Jeremy Bonderman , Tigers—Reports out of Detroit are that Bonderman’s shoulder might finally be healed. The Detroit righty has had three straight years of injuries and ineffectiveness. If he can regain that arm strength and effectiveness, he might be a force again.
But don’t count those chickens before they are hatched as he has been ineffective in years when no apparent injury was present.
Grab him late in the draft or be prepared to pull him off the waiver wire if you see signs of early life, but don’t use a pick of any value on him, as he’s still a big question mark.
Gil Meche and Brian Bannister , Royals—Kansas City starters Meche and Bannister cannot be counted on for a lot in 2010. They are both dealing with shoulder woes that may hinder them for much of the season.
Look for a couple dozen starts each, but they cannot be counted on for many quality outings.
Erik Bedard , Mariners—Lee’s new teammate in Seattle, Bedard, will miss at least the first two months of the season following shoulder surgery. Bedard has been hampered by injuries throughout his career, so tread carefully.
He has nice value if you can get him late in your draft, but don’t pounce too early because Bedard has a habit of disappointing.
Perez (knee), Nieve (quadriceps) and Niese (hamstring) will all battle it out for the last two rotation spots, which will likely go to Perez and Nieve.

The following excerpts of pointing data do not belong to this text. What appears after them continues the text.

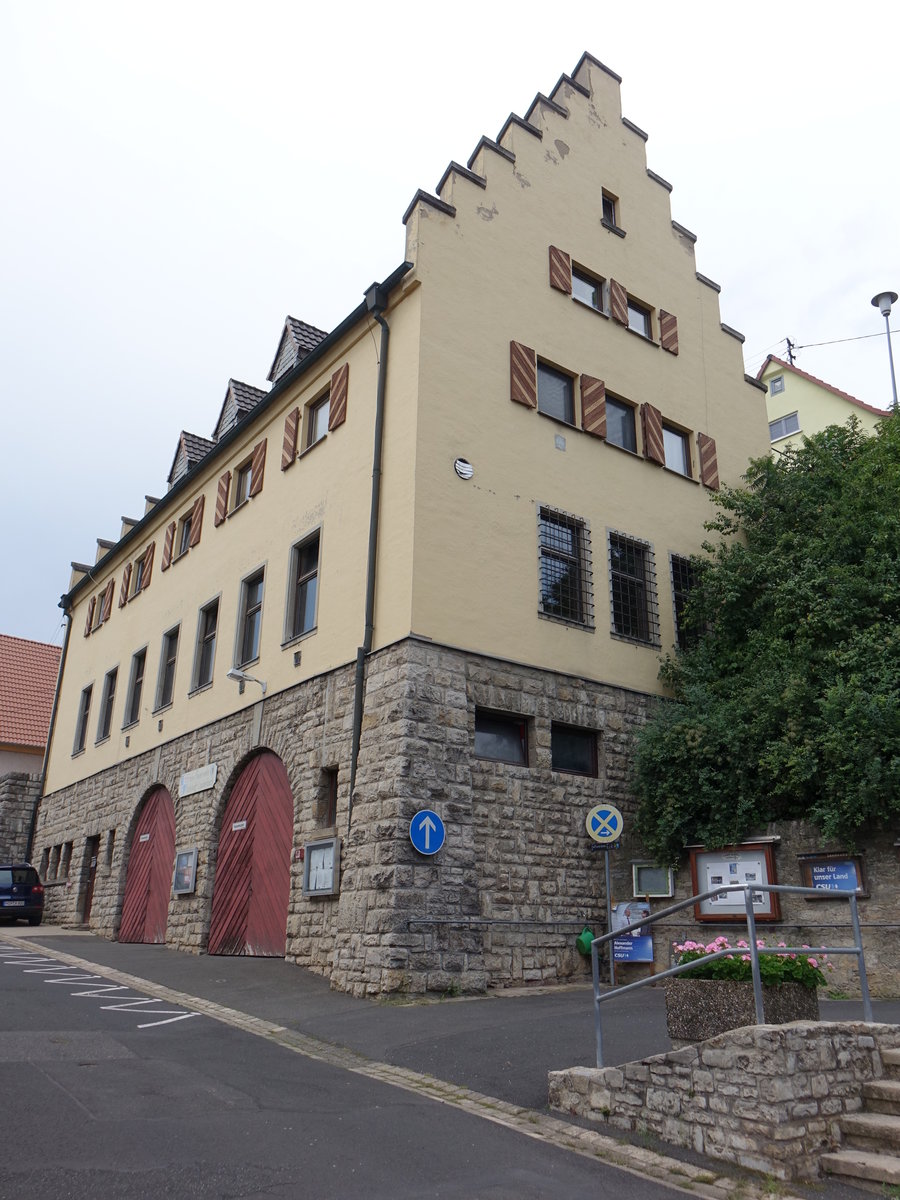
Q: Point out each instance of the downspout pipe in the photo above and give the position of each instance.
(42, 783)
(376, 303)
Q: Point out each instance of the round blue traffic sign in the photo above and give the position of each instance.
(426, 832)
(605, 823)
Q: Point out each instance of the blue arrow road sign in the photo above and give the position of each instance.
(426, 832)
(605, 823)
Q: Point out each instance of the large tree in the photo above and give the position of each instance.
(787, 705)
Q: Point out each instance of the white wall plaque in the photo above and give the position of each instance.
(198, 780)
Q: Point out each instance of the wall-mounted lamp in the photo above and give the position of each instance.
(244, 678)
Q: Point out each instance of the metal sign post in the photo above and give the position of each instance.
(604, 825)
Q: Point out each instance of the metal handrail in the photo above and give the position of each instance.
(755, 951)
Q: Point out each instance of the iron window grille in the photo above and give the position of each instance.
(565, 575)
(633, 589)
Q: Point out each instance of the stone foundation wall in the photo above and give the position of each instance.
(765, 1097)
(499, 905)
(18, 796)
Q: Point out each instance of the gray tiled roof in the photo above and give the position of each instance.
(297, 341)
(193, 448)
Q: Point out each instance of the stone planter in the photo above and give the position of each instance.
(697, 1009)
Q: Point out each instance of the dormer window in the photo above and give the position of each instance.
(317, 419)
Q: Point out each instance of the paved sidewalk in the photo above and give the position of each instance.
(490, 1055)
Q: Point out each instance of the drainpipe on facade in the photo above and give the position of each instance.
(376, 303)
(42, 781)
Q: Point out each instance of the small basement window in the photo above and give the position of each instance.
(502, 737)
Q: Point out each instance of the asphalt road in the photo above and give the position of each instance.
(108, 1093)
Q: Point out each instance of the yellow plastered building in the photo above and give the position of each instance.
(348, 690)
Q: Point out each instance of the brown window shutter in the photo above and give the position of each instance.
(654, 448)
(708, 461)
(669, 331)
(196, 522)
(148, 567)
(168, 541)
(288, 450)
(618, 303)
(561, 270)
(107, 601)
(222, 498)
(257, 468)
(523, 375)
(126, 585)
(593, 406)
(337, 402)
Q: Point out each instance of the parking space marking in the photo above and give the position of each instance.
(76, 976)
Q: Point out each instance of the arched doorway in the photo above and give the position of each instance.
(252, 888)
(148, 885)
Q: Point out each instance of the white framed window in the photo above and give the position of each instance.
(677, 448)
(251, 618)
(106, 705)
(784, 426)
(304, 581)
(168, 660)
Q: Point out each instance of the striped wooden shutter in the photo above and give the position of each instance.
(168, 541)
(222, 498)
(561, 270)
(258, 468)
(708, 461)
(654, 448)
(105, 612)
(593, 406)
(618, 303)
(126, 585)
(148, 567)
(288, 450)
(523, 375)
(337, 402)
(667, 331)
(196, 522)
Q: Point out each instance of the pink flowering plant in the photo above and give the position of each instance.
(781, 966)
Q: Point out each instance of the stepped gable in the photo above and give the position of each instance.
(240, 399)
(541, 109)
(297, 341)
(28, 681)
(190, 450)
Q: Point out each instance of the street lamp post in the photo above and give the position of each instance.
(883, 301)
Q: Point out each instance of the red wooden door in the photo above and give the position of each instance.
(148, 886)
(252, 888)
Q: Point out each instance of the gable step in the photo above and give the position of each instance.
(882, 1096)
(857, 1164)
(871, 1131)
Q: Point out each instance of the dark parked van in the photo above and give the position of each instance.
(21, 893)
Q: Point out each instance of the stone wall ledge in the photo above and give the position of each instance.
(777, 1091)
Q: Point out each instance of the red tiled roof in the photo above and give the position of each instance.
(835, 391)
(28, 681)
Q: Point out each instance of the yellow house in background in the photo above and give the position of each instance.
(348, 690)
(801, 405)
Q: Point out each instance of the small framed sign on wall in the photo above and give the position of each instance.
(751, 863)
(833, 871)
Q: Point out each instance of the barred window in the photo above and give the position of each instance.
(633, 591)
(565, 568)
(683, 580)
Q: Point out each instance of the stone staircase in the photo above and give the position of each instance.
(870, 1152)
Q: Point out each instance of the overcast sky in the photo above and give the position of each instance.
(177, 178)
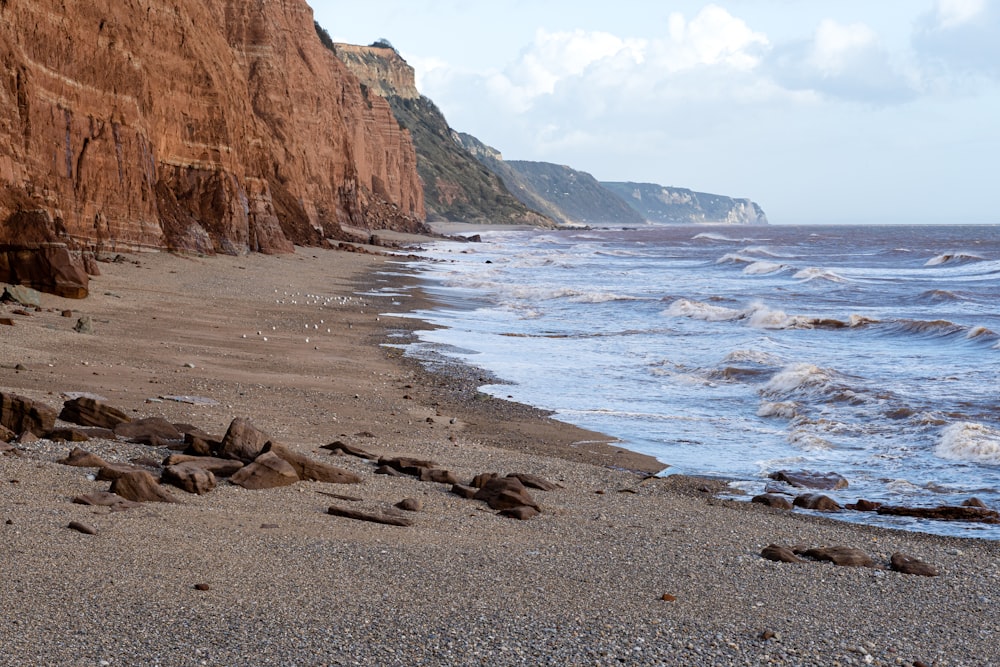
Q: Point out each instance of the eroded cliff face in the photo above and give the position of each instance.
(456, 185)
(206, 125)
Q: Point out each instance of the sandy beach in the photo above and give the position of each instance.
(619, 567)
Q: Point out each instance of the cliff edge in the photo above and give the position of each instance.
(456, 186)
(215, 126)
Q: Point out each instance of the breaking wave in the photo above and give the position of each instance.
(813, 273)
(702, 311)
(763, 268)
(809, 381)
(734, 258)
(761, 316)
(968, 441)
(953, 258)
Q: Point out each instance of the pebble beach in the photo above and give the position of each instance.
(620, 567)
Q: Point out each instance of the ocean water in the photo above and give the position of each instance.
(870, 351)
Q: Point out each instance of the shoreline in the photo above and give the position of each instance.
(616, 568)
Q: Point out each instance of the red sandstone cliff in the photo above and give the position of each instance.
(207, 125)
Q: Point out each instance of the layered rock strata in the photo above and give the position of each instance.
(218, 126)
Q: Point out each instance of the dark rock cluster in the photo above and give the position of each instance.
(783, 497)
(245, 455)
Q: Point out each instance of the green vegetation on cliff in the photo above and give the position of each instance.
(456, 186)
(661, 204)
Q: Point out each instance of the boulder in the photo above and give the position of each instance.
(88, 411)
(216, 466)
(20, 415)
(22, 295)
(773, 500)
(480, 480)
(863, 505)
(81, 458)
(148, 431)
(267, 471)
(944, 513)
(780, 554)
(503, 493)
(807, 479)
(464, 491)
(189, 477)
(310, 470)
(84, 325)
(844, 556)
(81, 527)
(535, 482)
(243, 441)
(900, 562)
(816, 501)
(141, 487)
(47, 267)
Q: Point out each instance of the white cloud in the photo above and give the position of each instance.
(845, 61)
(712, 37)
(836, 45)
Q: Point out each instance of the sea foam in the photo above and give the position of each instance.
(969, 441)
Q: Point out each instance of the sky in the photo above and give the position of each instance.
(821, 111)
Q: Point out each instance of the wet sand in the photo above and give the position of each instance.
(583, 583)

But don’t expect anything that resembles quality innings from these three as they all might be shuffled in and out of the rotation all season.
Rich Hill , Cardinals—St. Louis just signed Hill to a free agent contract, despite the lefty coming off of shoulder surgery. Since pitching coach Dave Duncan has a good track record, Hill is likely to return with some decent outings, but expect fewer than 20 starts as he should be brought along slowly and carefully.
Manny Parra , Brewers—Parra’s shoulder shouldn’t be a big concern, but he just won’t live up to expectations in Milwaukee. Expect 100+ Ks again, but the ERA and WHIP probably aren’t worth the roster spot.
Ted Lilly , Cubs—Lilly is unsure when his shoulder will allow him to return. Lilly has quietly been consistent and effective, winning ten or more games and averaging 13+ wins in each of the last seven seasons.
But don’t look for that to continue as 20 starts might be generous and eight wins a best-case scenario.
Barry Zito , Giants—Zito left his last start of 2009 after taking a liner off his elbow. His elbow is alright, but this guy hasn’t done much good since he arrived in San Francisco other than taking the ball every fifth day. He’ll win 10-11 games, strike out about 125, but can you stomach his ERA and WHIP?
Chris Young , Padres—Young is coming back from rotator cuff surgery and could be a nice source of stats if you can deal with him missing about a third of the season as the Padres won’t push him too hard during a campaign in which they aren’t going to compete.
Not With A Ten Foot Pole
Jamie Moyer , Phillies—Moyer is coming back from a knee injury and a sports hernia. Coming back from multiple injuries at age 47 doesn’t bode well, especially when the team is trying to replace you. This guy isn’t worth a roster spot in Philly or on your team.